Solar Orbiter is equipped with 10 instruments: four situ and six remote-sensing tools that can “see” the Sun from afar. (Because these instruments are extremely sensitive, the orbiter was stored in an ultra-clean room before launch; anyone who came near it was required to wear booties and a “bunny suit” to prevent contamination.) The spacecraft aims to travel closer to the star than any other Sun-facing camera. That requires surviving extreme temperatures — both hot and cold.
NSO/AURA/NSF
“Although Solar Orbiter goes quite close to the Sun, it also goes quite far away,” Anne Pacros, the payload manager at the European Space Agency’s, or ESA’s, European Space Research and Technology Centre in the Netherlands, told NASA. “We have to survive both high heat and extreme cold.”
To protect its instruments as it comes within 26 million miles of the Sun, Solar Orbiter is equipped with a 324-pound heat shield that can withstand temperatures up to 970 degrees Fahrenheit, which is about one-tenth as hot as the solar surface.
“Five of the remote-sensing instruments look at the Sun through peepholes in that heat shield; one observes the solar wind out to the side,” NASA wrote.
Solar Orbiter will work in tandem with the Parker probe.

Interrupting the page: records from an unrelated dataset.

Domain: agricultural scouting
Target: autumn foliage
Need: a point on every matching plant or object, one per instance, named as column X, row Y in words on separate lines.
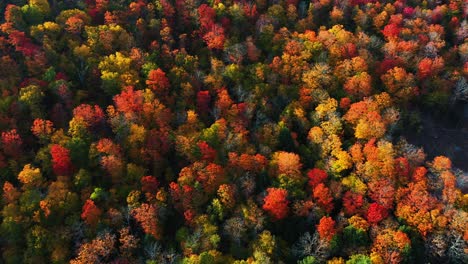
column 233, row 131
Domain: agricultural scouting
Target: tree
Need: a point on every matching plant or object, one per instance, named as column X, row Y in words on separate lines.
column 91, row 115
column 376, row 213
column 61, row 161
column 96, row 251
column 158, row 82
column 359, row 85
column 91, row 213
column 42, row 129
column 316, row 176
column 215, row 38
column 352, row 202
column 323, row 197
column 287, row 163
column 276, row 203
column 326, row 228
column 149, row 184
column 391, row 246
column 12, row 143
column 30, row 176
column 147, row 216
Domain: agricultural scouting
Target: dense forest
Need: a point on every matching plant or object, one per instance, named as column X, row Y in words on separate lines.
column 234, row 131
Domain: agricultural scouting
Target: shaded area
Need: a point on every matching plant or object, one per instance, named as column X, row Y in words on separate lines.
column 445, row 135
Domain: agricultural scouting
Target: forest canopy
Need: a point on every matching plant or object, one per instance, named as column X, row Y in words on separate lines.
column 184, row 131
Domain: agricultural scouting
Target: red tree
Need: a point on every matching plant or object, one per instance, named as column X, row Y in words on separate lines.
column 208, row 153
column 352, row 202
column 158, row 82
column 90, row 213
column 91, row 115
column 376, row 213
column 61, row 162
column 147, row 216
column 323, row 197
column 276, row 203
column 316, row 176
column 326, row 228
column 215, row 37
column 149, row 184
column 12, row 142
column 203, row 102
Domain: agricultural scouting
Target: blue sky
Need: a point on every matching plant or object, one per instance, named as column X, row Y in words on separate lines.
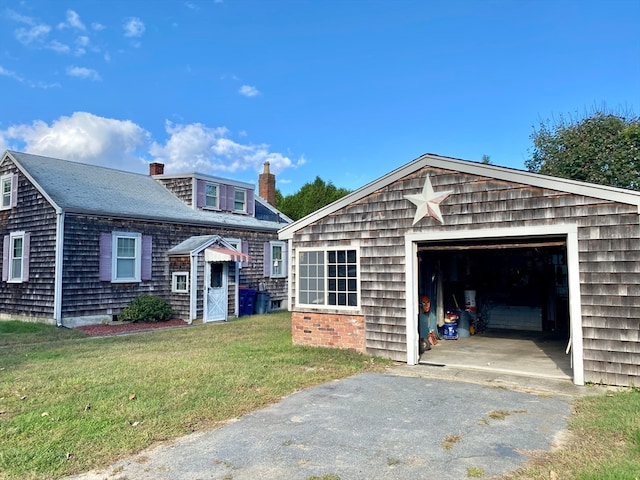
column 346, row 90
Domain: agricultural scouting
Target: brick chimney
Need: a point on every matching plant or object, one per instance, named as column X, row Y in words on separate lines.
column 267, row 185
column 156, row 168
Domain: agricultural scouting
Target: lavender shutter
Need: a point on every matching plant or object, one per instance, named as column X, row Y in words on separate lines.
column 285, row 270
column 26, row 244
column 222, row 197
column 200, row 193
column 251, row 205
column 245, row 250
column 5, row 258
column 14, row 191
column 231, row 198
column 105, row 257
column 267, row 260
column 146, row 257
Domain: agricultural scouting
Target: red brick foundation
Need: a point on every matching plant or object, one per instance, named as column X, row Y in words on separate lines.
column 328, row 330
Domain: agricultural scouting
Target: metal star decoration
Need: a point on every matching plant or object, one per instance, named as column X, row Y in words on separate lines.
column 428, row 202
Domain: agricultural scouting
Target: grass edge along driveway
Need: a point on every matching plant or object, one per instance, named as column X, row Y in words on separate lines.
column 69, row 404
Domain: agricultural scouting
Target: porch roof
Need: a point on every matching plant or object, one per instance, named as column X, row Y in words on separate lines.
column 220, row 254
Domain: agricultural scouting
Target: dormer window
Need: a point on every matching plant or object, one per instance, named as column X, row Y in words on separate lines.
column 240, row 201
column 211, row 195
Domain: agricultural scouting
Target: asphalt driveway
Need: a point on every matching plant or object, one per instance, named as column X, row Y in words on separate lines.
column 370, row 426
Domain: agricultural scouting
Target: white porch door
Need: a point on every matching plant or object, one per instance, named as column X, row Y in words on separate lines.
column 215, row 292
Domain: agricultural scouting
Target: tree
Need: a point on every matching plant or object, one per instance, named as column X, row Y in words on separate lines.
column 311, row 197
column 603, row 148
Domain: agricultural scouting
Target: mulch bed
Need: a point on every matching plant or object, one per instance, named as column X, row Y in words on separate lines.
column 116, row 328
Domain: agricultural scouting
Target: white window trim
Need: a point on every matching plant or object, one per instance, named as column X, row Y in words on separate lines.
column 217, row 187
column 174, row 282
column 114, row 257
column 244, row 193
column 326, row 305
column 12, row 278
column 3, row 179
column 283, row 246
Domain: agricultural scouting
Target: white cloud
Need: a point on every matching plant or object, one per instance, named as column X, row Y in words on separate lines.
column 17, row 17
column 27, row 36
column 57, row 47
column 196, row 147
column 73, row 21
column 84, row 73
column 124, row 145
column 133, row 27
column 8, row 73
column 83, row 137
column 248, row 91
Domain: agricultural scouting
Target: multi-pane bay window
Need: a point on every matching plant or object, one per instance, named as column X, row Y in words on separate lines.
column 240, row 200
column 328, row 277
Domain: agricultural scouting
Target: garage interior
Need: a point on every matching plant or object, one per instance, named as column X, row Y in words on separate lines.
column 506, row 302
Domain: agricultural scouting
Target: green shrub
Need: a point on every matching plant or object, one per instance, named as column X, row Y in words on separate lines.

“As Parker samples solar particles up close, Solar Orbiter will capture imagery from farther away, contextualizing the observations,” NASA wrote. “The two spacecraft will also occasionally align to measure the same magnetic field lines or streams of solar wind at different times.”
Solar Orbiter is scheduled to turn on its telescopes in November 2021.
“It will capture the imagination like science fiction does and inspire the next generation of scientists and space explorers,” Yannis Zouganelis, ESA’s deputy project scientist for Solar Orbiter, told The Guardian.